14.05.2007 | aktual.: 14.05.2007 15:44
Widacki domagał się od Wassermanna sprostowania w mediach informacji o jego rzekomym wspieraniu i współpracy z fundacją "Bezpieczna Służba" oraz o powiązaniach z gangsterem "Baraniną". Chciał także, by Wassermann wpłacił 15 tys. zł na Papieską Fundację "Dzieło Nowego Tysiąclecia".
W podpisanym porozumieniu obie strony uzgodniły, iż likwidują istniejący spór sądowy przez przyjęcie oświadczenia Zbigniewa Wassermanna, iż nie było jego intencją kojarzenie Jana Widackiego z jakąkolwiek działalnością przestępczą osób związanych z Fundacją "Bezpieczna Służba", a w szczególności z Jeremiaszem Barańskim, ps. Baranina. "Sugerowanie takich powiązań nie ma pokrycia ani w intencjach pozwanego, ani w faktach" - stwierdza w oświadczeniu pozwany minister.
"Legalny i dopuszczalny" udział w tworzeniu fundacji
Ugoda została zawarta już po zamknięciu przewodu sądowego, tuż przed ogłoszeniem wyroku. Proces w tej sprawie toczył się ponad dwa lata, w jego toku sąd korzystał z międzynarodowej pomocy prawnej przy przesłuchaniu świadków zamieszkałych w Austrii, Niemczech i Szwecji. Przesłuchany został m.in. świadek w śledztwie paliwowym Andrzej Cz. i żona Jeremiasza Barańskiego.

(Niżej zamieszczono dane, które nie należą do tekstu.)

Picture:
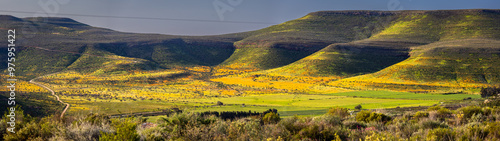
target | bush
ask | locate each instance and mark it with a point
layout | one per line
(358, 107)
(474, 132)
(493, 128)
(489, 91)
(125, 131)
(404, 128)
(293, 124)
(338, 111)
(470, 111)
(368, 116)
(421, 114)
(432, 124)
(381, 136)
(271, 118)
(439, 113)
(354, 125)
(322, 132)
(441, 134)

Zdaniem Jana Widackiego, do naruszenia jego dóbr osobistych doszło w listopadzie 2004 roku podczas posiedzeń komisji śledczej ds. PKN Orlen. Minister Zbigniew Wassermann zarzucił wtedy Widackiemu, występującemu jako pełnomocnik Jana Kulczyka, że gdy na początku lat 90. był wiceministrem spraw wewnętrznych, przy pomocy ministerstwa powstała fundacja "Bezpieczna Służba". W skład jej władz weszły m.in. żona i siostra Jeremiasza Barańskiego.
Zeznający w styczniu 2005 roku przed komisją śledczą ds. PKN Orlen mec. Widacki powiedział, że jego udział w tworzeniu fundacji "Bezpieczna Służba" na etapie rejestrowania był "legalny i dopuszczalny". Zaznaczył też, że to sąd, a nie minister zarejestrował fundację. Wyjaśnił, iż we władzach fundacji nie było Jeremiasza Barańskiego, który zresztą - jak podkreślał Widacki - nie był wtedy znany polskim organom ścigania. Podkreślał, że jego rola ograniczyła się jedynie do polecenia, by jeden z urzędników pomógł napisać fundacji statut, do czego zobowiązywało go wtedy obowiązujące prawo. Podobnej treści zeznania złożył Jan Widacki przed sądem cywilnym.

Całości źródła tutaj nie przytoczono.